Hello everyone! I am new to manipulating VCF files, and they recommended me the EBIvariation/vcf-validator to check that the file is correctly put. I got from my variant calling (I don't do it, it's the output of the service we pay for) a vcf file which has many repeated info in the INFO field of it, for example:
AA=p.K2811fs46,p.K2811fs46; CDS=c.8426delA,c.8426delA; CNT=1,1
Apparently, having "p.K2811fs*46" twice is not valid, so I should keep only one.

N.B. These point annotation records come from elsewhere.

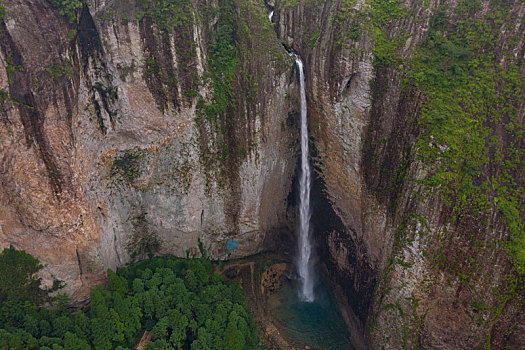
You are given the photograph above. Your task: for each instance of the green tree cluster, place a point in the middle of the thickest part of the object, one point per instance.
(181, 302)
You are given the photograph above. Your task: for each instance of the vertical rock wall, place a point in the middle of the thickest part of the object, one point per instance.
(413, 277)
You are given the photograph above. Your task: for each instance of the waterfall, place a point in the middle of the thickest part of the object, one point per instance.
(305, 247)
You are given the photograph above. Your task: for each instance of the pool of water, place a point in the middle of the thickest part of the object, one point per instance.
(318, 325)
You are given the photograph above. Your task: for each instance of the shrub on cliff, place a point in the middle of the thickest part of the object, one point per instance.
(181, 302)
(18, 277)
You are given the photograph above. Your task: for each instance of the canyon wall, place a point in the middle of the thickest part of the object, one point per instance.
(115, 145)
(420, 268)
(129, 129)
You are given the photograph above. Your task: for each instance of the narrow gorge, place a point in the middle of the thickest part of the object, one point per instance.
(380, 166)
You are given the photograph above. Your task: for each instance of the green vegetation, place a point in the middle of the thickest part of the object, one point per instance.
(18, 280)
(382, 12)
(469, 97)
(469, 133)
(224, 57)
(2, 11)
(67, 8)
(126, 167)
(181, 302)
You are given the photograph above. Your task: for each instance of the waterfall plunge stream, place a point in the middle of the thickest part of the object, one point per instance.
(305, 247)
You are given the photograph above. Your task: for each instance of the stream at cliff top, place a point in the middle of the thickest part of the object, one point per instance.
(317, 324)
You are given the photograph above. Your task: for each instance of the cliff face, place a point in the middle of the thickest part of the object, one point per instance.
(109, 151)
(129, 129)
(420, 268)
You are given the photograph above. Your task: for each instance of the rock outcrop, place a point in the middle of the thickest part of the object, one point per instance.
(409, 271)
(128, 130)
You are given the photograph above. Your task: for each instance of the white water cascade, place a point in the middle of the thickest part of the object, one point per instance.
(305, 247)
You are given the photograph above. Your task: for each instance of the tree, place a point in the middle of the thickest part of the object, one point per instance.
(18, 276)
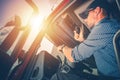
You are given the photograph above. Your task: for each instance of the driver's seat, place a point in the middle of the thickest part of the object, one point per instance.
(116, 43)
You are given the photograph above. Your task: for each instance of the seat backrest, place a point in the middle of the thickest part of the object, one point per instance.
(116, 43)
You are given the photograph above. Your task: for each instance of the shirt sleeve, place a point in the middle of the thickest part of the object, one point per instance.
(96, 40)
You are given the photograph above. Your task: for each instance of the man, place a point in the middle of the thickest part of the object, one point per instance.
(99, 42)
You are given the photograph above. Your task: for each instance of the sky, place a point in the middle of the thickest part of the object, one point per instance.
(10, 8)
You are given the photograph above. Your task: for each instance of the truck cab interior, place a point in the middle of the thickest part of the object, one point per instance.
(58, 29)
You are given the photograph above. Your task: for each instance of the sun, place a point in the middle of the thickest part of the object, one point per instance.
(36, 22)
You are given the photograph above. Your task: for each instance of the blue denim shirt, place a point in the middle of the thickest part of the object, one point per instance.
(100, 44)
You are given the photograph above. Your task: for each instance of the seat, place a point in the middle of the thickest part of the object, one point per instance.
(116, 43)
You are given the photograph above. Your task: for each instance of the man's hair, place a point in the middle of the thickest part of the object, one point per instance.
(102, 4)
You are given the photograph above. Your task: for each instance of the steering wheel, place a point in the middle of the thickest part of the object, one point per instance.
(72, 67)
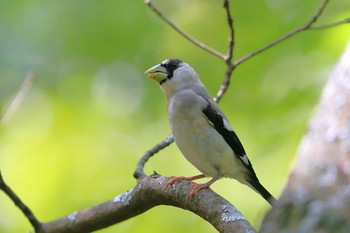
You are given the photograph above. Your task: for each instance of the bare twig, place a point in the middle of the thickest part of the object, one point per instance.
(190, 38)
(334, 24)
(231, 40)
(229, 55)
(21, 93)
(18, 202)
(306, 26)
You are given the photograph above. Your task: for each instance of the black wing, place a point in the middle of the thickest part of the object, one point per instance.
(231, 138)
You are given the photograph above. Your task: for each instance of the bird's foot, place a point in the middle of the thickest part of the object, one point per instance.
(172, 179)
(197, 187)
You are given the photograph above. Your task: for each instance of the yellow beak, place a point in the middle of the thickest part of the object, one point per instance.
(157, 73)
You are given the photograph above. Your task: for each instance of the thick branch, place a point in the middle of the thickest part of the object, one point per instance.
(150, 192)
(317, 195)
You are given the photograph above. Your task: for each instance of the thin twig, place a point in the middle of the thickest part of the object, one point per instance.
(18, 202)
(231, 40)
(190, 38)
(17, 100)
(306, 26)
(334, 24)
(229, 55)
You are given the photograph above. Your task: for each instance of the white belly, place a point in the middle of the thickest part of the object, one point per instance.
(201, 144)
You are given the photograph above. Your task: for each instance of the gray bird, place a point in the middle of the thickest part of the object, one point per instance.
(201, 130)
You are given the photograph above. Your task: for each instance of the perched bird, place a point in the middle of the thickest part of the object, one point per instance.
(201, 130)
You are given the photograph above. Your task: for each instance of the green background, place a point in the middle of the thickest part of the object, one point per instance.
(91, 113)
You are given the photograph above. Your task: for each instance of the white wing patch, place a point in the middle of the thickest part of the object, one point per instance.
(245, 159)
(227, 125)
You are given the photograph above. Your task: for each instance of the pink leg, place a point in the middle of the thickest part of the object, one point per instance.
(197, 187)
(172, 179)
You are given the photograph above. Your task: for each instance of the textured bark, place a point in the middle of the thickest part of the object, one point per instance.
(150, 192)
(317, 195)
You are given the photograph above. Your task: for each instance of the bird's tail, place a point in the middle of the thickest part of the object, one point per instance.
(259, 188)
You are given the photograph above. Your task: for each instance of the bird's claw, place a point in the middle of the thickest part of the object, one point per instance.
(197, 187)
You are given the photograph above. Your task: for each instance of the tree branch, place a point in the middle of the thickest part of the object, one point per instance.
(18, 202)
(317, 195)
(334, 24)
(187, 36)
(150, 192)
(295, 31)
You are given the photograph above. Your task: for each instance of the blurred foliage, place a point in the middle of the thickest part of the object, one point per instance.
(75, 140)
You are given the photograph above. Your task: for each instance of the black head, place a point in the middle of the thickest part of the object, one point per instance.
(170, 65)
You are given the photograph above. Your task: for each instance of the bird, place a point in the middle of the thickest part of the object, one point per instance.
(201, 130)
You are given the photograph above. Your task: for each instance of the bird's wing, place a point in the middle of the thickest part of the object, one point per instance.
(218, 120)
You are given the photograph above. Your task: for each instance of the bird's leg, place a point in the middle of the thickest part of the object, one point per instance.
(197, 187)
(172, 179)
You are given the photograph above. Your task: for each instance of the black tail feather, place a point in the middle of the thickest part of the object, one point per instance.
(259, 188)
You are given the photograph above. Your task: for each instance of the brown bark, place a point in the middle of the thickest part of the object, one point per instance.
(317, 195)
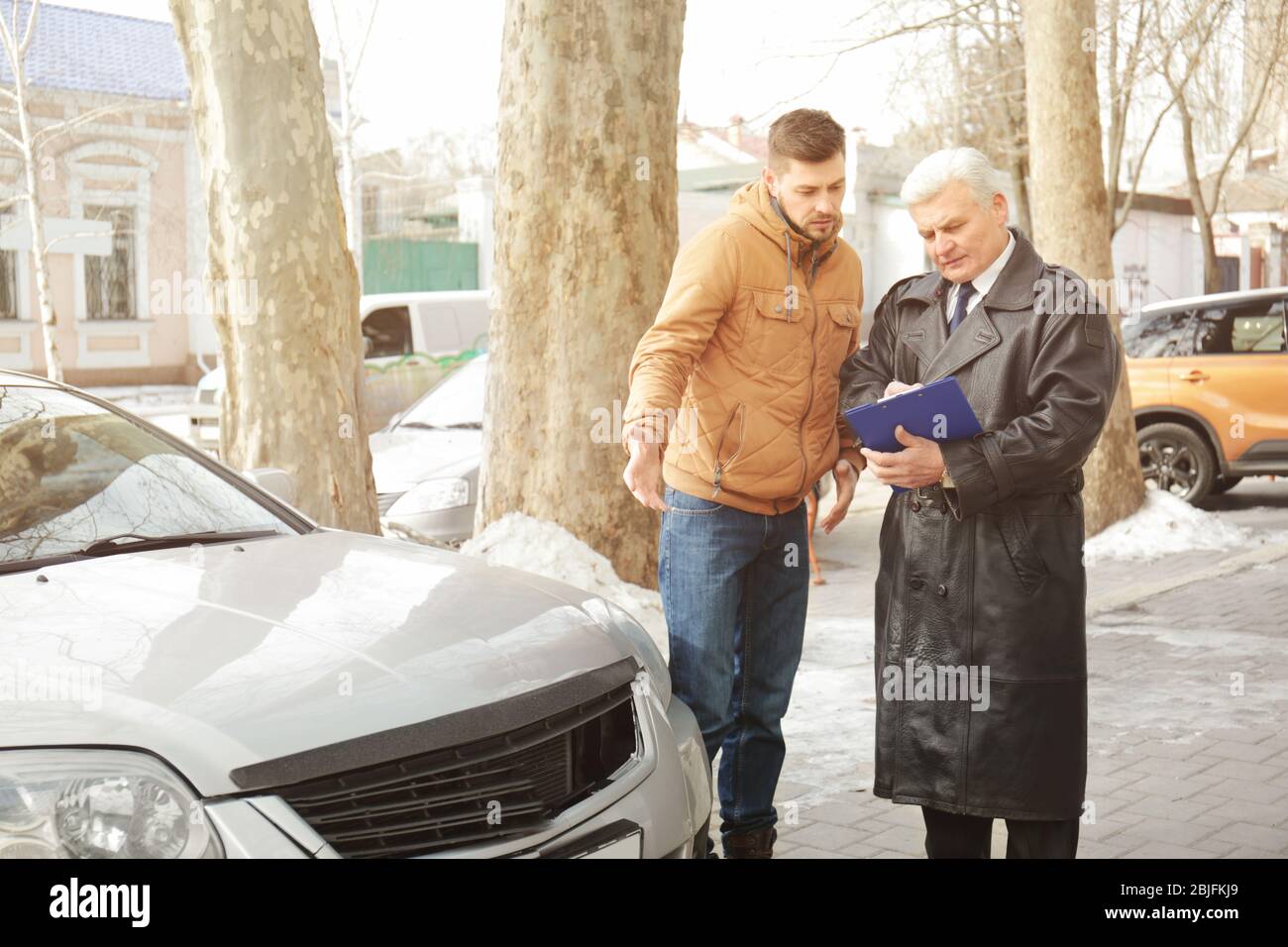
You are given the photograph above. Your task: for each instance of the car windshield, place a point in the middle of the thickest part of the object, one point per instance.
(1158, 335)
(456, 402)
(73, 474)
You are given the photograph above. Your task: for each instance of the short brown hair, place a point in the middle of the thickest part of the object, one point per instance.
(805, 134)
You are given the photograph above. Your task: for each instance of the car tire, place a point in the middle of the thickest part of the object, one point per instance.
(1223, 483)
(1176, 459)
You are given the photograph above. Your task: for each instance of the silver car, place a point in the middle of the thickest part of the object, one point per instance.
(426, 459)
(192, 669)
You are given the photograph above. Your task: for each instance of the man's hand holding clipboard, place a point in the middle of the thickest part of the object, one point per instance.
(919, 463)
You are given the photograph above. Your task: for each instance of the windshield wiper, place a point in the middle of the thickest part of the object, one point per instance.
(108, 545)
(441, 427)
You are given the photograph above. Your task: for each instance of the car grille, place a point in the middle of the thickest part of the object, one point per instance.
(501, 787)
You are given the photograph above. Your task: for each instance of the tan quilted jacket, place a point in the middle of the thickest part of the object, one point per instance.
(738, 373)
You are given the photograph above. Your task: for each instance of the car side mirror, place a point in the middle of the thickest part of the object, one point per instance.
(273, 480)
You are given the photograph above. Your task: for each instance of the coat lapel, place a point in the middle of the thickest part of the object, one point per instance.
(973, 338)
(926, 334)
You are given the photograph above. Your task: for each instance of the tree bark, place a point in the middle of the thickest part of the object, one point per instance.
(585, 239)
(1070, 213)
(282, 282)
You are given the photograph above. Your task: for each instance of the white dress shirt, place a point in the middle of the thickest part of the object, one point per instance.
(983, 282)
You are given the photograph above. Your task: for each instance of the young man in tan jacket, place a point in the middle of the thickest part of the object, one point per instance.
(733, 401)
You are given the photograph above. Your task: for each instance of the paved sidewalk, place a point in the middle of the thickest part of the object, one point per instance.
(1188, 720)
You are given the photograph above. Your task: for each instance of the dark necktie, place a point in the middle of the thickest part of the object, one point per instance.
(964, 294)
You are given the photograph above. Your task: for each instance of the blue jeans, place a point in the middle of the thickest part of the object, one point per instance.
(734, 589)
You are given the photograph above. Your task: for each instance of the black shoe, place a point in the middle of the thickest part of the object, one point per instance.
(758, 843)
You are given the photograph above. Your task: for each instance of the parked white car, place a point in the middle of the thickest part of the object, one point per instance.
(192, 669)
(426, 459)
(404, 337)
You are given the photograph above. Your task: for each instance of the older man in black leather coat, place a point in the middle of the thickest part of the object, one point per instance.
(982, 562)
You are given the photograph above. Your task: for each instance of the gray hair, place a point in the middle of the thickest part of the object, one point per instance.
(936, 171)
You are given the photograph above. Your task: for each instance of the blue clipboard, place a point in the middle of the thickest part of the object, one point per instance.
(938, 411)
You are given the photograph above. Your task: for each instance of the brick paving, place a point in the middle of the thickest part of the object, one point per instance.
(1188, 719)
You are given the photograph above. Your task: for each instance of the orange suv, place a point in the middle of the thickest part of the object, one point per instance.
(1210, 389)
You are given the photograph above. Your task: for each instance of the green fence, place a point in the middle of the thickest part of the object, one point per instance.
(416, 265)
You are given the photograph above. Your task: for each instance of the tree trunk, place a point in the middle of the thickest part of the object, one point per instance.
(585, 239)
(1070, 213)
(35, 217)
(282, 283)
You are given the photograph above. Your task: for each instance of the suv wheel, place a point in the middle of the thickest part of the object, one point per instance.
(1175, 459)
(1223, 483)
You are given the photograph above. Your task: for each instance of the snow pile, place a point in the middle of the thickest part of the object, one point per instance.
(1166, 525)
(548, 549)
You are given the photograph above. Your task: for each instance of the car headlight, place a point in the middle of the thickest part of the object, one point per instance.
(426, 496)
(98, 804)
(617, 618)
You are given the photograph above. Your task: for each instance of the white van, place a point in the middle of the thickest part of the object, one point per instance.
(400, 325)
(411, 341)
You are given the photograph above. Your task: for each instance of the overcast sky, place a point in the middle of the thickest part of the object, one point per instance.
(746, 58)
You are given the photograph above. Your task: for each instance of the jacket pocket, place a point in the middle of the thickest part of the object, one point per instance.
(774, 333)
(842, 324)
(1029, 566)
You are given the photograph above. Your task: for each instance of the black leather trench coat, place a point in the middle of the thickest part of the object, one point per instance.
(987, 578)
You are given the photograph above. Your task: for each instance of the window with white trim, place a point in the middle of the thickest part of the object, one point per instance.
(110, 279)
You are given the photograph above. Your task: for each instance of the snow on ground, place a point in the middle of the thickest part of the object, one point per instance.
(548, 549)
(1167, 525)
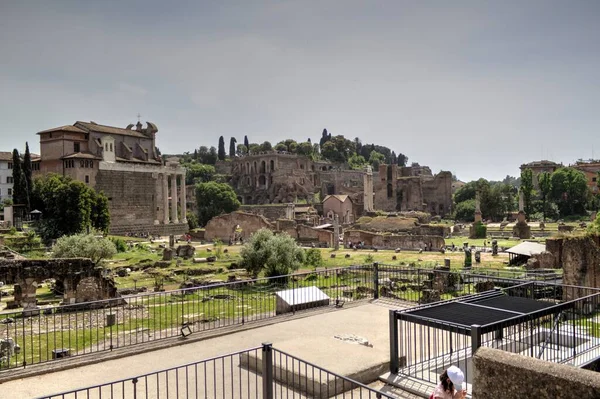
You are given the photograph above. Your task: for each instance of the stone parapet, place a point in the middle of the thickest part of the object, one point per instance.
(501, 374)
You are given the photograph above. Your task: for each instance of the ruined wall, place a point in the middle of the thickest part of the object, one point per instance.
(437, 194)
(271, 212)
(501, 374)
(223, 227)
(307, 234)
(81, 279)
(389, 241)
(581, 262)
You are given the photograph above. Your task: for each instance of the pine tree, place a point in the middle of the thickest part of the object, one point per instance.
(27, 170)
(19, 191)
(221, 150)
(232, 144)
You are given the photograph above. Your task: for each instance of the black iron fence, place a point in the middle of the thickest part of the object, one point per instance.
(52, 333)
(262, 372)
(565, 329)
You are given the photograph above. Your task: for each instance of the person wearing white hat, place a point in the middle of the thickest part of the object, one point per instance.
(452, 385)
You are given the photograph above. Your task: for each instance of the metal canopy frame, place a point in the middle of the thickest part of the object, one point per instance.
(491, 320)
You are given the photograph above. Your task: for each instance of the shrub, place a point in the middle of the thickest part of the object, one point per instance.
(313, 257)
(120, 244)
(84, 246)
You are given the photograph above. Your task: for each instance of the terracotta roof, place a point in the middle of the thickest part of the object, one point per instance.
(340, 198)
(81, 155)
(66, 128)
(94, 127)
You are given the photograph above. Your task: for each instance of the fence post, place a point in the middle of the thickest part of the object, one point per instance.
(394, 356)
(376, 280)
(475, 338)
(267, 368)
(134, 381)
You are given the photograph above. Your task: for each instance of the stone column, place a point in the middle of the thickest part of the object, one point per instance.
(183, 200)
(368, 190)
(165, 198)
(336, 232)
(174, 217)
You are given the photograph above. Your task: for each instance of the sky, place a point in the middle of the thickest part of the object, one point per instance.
(474, 87)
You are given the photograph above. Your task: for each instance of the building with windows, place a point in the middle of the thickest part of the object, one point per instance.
(6, 179)
(146, 193)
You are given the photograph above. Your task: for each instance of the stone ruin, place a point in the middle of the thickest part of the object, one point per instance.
(78, 279)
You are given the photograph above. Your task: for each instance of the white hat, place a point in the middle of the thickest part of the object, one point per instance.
(457, 377)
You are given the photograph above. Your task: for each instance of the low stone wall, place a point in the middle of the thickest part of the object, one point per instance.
(389, 241)
(501, 374)
(79, 279)
(154, 229)
(271, 212)
(223, 227)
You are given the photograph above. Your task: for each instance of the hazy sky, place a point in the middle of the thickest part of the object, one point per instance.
(475, 87)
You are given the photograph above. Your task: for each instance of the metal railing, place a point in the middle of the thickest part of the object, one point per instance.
(52, 333)
(262, 372)
(47, 334)
(567, 331)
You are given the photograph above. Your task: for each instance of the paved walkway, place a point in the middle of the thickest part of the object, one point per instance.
(310, 338)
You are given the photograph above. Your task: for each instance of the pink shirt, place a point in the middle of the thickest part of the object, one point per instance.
(439, 393)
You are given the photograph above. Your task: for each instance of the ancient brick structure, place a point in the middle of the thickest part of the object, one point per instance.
(146, 194)
(224, 227)
(274, 177)
(392, 241)
(78, 279)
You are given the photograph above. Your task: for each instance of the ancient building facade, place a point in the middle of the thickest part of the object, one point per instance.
(407, 189)
(145, 193)
(538, 167)
(274, 177)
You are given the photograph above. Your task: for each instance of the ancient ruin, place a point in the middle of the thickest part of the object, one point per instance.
(79, 280)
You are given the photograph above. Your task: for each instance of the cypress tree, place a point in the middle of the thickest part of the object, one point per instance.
(221, 150)
(27, 170)
(19, 191)
(232, 143)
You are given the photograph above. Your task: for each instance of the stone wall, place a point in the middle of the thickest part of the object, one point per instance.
(389, 241)
(501, 374)
(223, 227)
(581, 263)
(80, 279)
(271, 212)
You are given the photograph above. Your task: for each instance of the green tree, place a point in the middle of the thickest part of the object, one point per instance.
(527, 189)
(221, 151)
(241, 150)
(232, 143)
(277, 255)
(27, 172)
(214, 199)
(569, 191)
(199, 173)
(465, 211)
(68, 207)
(545, 184)
(19, 189)
(375, 159)
(357, 162)
(84, 246)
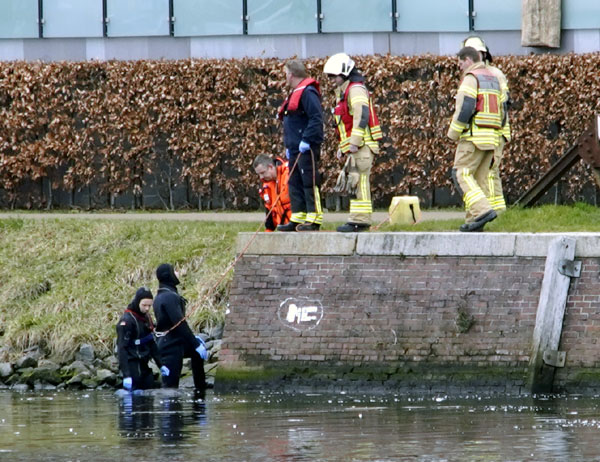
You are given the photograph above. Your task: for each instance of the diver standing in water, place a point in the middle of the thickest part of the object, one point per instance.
(136, 345)
(177, 340)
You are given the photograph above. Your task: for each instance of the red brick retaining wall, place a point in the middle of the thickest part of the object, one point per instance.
(435, 322)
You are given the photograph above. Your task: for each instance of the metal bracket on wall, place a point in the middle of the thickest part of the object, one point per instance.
(569, 268)
(555, 358)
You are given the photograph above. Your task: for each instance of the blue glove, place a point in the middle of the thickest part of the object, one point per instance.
(202, 351)
(304, 146)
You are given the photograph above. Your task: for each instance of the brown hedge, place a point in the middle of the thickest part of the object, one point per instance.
(110, 124)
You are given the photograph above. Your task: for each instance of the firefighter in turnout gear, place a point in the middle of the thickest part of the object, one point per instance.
(302, 117)
(359, 132)
(496, 196)
(274, 191)
(477, 126)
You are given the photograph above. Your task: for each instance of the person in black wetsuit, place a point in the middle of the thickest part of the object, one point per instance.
(176, 339)
(136, 345)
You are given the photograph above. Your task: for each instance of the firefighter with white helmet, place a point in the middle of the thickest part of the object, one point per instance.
(496, 196)
(359, 132)
(476, 125)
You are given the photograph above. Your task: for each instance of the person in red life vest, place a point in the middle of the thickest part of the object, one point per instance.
(274, 191)
(359, 132)
(302, 117)
(136, 345)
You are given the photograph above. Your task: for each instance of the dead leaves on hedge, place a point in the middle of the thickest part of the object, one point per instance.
(111, 123)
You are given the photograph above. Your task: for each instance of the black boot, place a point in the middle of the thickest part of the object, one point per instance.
(353, 228)
(291, 226)
(479, 222)
(308, 227)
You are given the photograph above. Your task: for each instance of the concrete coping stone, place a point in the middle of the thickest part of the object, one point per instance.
(413, 244)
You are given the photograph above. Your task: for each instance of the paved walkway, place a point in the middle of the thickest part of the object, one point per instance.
(328, 217)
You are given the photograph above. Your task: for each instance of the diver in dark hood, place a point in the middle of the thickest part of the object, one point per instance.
(136, 345)
(179, 340)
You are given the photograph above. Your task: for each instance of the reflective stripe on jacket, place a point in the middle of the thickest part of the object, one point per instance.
(506, 95)
(477, 89)
(355, 117)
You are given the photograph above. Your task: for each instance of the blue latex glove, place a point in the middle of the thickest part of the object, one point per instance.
(202, 350)
(304, 146)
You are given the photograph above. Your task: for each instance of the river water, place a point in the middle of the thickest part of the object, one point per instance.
(104, 426)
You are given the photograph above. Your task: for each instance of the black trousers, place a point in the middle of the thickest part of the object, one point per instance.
(172, 357)
(141, 375)
(300, 182)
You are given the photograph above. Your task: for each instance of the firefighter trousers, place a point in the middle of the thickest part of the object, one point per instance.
(470, 173)
(303, 186)
(496, 196)
(361, 207)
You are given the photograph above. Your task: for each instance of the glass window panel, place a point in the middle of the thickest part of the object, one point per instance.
(18, 19)
(208, 17)
(581, 14)
(356, 15)
(504, 15)
(72, 18)
(134, 18)
(433, 15)
(278, 17)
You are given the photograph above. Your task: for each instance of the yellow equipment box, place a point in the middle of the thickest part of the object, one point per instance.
(404, 210)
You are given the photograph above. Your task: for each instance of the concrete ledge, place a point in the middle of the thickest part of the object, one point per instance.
(413, 244)
(439, 244)
(321, 243)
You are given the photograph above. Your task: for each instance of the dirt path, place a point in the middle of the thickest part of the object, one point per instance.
(328, 217)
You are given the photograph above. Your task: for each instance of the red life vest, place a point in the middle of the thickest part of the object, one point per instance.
(292, 102)
(345, 120)
(272, 191)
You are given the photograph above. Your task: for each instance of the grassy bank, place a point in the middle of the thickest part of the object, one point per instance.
(545, 219)
(65, 282)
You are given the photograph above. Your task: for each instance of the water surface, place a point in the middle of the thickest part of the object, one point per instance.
(90, 426)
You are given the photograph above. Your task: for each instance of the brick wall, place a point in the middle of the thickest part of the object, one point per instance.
(432, 321)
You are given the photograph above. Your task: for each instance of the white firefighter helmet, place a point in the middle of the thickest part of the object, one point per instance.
(475, 42)
(339, 64)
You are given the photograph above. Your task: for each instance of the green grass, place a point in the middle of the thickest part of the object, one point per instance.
(67, 281)
(64, 282)
(545, 219)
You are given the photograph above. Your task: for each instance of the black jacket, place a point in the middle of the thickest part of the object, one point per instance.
(304, 124)
(169, 309)
(131, 327)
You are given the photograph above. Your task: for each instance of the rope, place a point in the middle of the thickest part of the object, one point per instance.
(229, 268)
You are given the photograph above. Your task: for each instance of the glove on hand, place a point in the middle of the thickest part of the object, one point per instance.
(340, 184)
(304, 146)
(201, 350)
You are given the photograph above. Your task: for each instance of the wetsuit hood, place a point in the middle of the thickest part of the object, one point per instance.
(166, 275)
(140, 294)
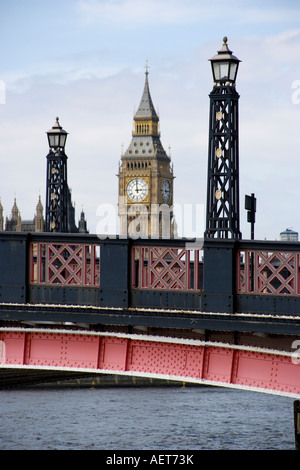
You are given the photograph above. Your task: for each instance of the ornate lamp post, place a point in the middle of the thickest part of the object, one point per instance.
(57, 186)
(222, 211)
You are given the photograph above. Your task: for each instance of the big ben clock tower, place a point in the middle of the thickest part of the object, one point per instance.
(146, 178)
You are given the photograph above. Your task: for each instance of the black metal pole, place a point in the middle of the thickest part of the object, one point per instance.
(297, 424)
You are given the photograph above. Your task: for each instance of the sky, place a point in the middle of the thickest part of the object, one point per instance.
(84, 61)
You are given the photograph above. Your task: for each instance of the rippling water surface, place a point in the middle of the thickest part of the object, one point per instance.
(141, 418)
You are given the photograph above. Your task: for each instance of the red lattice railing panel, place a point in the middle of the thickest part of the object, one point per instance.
(269, 272)
(165, 268)
(65, 264)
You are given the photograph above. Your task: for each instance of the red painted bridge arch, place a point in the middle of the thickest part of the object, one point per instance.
(195, 361)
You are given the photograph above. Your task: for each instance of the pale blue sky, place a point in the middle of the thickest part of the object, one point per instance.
(83, 60)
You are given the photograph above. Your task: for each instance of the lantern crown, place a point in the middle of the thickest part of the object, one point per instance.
(224, 65)
(57, 136)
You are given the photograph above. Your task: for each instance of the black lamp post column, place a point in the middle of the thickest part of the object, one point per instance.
(222, 211)
(57, 186)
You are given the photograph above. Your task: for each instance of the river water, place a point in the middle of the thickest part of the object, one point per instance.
(142, 418)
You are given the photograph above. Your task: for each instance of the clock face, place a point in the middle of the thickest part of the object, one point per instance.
(137, 190)
(166, 190)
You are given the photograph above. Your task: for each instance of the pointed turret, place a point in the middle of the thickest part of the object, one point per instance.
(146, 136)
(146, 108)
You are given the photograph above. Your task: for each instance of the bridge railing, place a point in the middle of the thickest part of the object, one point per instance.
(218, 276)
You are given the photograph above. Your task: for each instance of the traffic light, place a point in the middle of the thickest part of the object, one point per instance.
(250, 206)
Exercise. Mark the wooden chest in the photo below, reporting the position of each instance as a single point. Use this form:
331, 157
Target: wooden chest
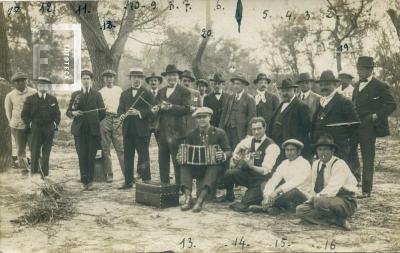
156, 194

I cannot yet find any tool that does this (not sure if there even is one at all), but any help is very welcome!!!
Hello daianagan,
could you please post the complete header from the vcf file and the first 5-10 variants.
fin swimmer
Sorry, I didn't realize I was answering as a new comment
Hello Fin! Thanks for your reply, here is what you've asked for. I've attached it, since the format when copying here was a mess.
Hello daianagan,
in your example vcf I could not find any repeated information. Do I overlook something? If there are no repeated information for every entry please add some examples which have.
fin swimmer
So sorry about that. It's updated now, the last one has, among others, the AA info duplicated. Thank you!
This is VEP annotated vcf and this example vcf doesn't have OP entries.
Hi cpad! Thank you for your reply. If it is not too much to ask, can you briefly explain to me what a VEP annotated vcf mean? Why would this bring any trouble? Also, what do OP entries are? Thank you!!!
Original VCF was functionally annotated with VEP as the tags in the OP (original post) are inline with VEP output. Duplicate entries you have posted at the start are not present in VCF file you have shared. Apparently, that duplicate p syntax might be due to multiple transcripts being affected by that variation. One needs to be careful before annotating the output.